Taylor & Francis Group

Series Info

Natural product research;26:3 , 282-285

Abstract

An investigation of the aqueous ethanolic extract (AE) of the aerial parts of Torilis radiata Moench yielded two triterpenes (lupeol acetate 1 and α-amyrin 2), a sterol (spinasterol 3) from its n-hexane fraction (HF), a flavone (acacetin 4), a coumarin (scopoletin 5), a phenolic acid (ferulic acid 6) from the chloroform fraction (CF) and a flavone glycoside (luteolin-7- O-glucoside 7) from the n-butanol fraction (BF).

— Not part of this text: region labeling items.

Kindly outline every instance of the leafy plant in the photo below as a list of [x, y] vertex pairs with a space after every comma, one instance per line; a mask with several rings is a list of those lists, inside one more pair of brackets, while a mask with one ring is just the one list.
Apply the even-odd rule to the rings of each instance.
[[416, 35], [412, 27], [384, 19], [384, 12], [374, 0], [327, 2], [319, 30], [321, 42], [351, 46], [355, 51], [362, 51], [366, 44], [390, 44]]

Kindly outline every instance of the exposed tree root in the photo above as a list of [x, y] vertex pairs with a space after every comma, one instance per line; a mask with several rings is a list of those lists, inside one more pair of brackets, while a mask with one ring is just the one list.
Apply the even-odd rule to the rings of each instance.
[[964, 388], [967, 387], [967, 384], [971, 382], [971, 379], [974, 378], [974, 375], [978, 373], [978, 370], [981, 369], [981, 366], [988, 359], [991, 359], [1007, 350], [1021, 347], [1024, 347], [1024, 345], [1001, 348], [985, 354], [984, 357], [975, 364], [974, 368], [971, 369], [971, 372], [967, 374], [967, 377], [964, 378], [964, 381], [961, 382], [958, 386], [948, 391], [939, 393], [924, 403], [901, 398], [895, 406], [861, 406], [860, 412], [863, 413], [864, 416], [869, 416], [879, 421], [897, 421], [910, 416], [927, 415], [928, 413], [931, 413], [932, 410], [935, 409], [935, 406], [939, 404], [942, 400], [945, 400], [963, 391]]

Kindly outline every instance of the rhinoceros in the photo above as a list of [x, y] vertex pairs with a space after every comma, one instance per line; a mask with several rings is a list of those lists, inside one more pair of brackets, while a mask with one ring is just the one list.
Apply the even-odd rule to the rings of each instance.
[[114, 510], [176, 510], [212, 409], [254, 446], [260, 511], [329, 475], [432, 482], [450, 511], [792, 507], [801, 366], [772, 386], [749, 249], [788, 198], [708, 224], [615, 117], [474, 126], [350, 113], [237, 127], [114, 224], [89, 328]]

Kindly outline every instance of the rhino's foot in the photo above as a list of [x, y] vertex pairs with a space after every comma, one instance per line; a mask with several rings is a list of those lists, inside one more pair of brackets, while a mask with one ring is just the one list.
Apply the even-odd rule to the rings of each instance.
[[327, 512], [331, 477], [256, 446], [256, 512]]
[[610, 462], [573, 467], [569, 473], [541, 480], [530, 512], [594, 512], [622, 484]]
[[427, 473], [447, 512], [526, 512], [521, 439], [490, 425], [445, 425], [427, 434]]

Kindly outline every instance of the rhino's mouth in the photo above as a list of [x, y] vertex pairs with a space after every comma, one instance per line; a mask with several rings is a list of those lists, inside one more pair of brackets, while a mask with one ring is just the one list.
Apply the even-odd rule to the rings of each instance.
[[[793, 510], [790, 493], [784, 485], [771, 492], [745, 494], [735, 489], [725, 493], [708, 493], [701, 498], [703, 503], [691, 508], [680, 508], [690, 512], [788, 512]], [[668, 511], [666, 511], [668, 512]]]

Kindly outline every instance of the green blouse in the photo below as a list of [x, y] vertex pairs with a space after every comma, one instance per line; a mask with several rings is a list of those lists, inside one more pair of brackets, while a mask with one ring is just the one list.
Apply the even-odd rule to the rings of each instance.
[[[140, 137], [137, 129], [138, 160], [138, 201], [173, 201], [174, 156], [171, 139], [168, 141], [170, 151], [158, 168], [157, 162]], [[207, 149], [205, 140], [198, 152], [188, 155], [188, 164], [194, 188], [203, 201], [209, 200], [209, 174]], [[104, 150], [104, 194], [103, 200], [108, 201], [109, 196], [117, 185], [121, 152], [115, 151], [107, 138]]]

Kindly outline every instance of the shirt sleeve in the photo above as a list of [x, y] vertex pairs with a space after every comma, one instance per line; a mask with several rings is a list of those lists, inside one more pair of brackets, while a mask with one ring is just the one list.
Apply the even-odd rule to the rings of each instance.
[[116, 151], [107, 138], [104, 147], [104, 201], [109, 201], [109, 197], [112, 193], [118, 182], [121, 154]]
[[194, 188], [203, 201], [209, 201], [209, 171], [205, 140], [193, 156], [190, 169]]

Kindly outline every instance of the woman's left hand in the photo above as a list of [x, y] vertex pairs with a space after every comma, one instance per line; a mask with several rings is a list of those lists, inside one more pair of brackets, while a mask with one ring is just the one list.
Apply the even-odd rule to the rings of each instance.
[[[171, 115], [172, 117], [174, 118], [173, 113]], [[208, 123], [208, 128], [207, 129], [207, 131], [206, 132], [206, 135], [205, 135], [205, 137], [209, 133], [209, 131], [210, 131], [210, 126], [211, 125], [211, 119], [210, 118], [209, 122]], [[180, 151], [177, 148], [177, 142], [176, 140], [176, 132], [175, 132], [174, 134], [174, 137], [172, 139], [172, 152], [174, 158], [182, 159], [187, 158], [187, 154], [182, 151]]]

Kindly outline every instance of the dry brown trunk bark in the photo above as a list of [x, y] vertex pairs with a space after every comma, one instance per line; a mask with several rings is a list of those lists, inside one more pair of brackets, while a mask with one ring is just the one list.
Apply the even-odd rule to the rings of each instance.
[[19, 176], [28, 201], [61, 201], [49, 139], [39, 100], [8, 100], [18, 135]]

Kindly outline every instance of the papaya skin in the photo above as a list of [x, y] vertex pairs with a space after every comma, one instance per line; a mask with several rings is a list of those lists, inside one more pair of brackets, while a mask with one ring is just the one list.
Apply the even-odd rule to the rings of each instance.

The hepatoprotection of the AE and its fractions was assessed in terms of the reduction in histological damage, accompanied by restoration of the liver enzymes (alanine amino transferase (ALT), aspartate amino transferase (AST), lactate dehydrogenase (LDH)), a reduction in the inflammatory markers (tumour necrosis-α (TNF-α), nitric oxide (NO), N-acetyl-β-D-glucosaminidase (NAG) and myloperoxidase (MPO) in serum), and a restoration of the oxidant balance through decreasing the serum and hepatic malondialdehyde (MDA) levels, along with increasing the activity of hepatic catalase (CAT), glutathione peroxidase (GSHPx) and the non-enzymatic antioxidant glutathione (GSH).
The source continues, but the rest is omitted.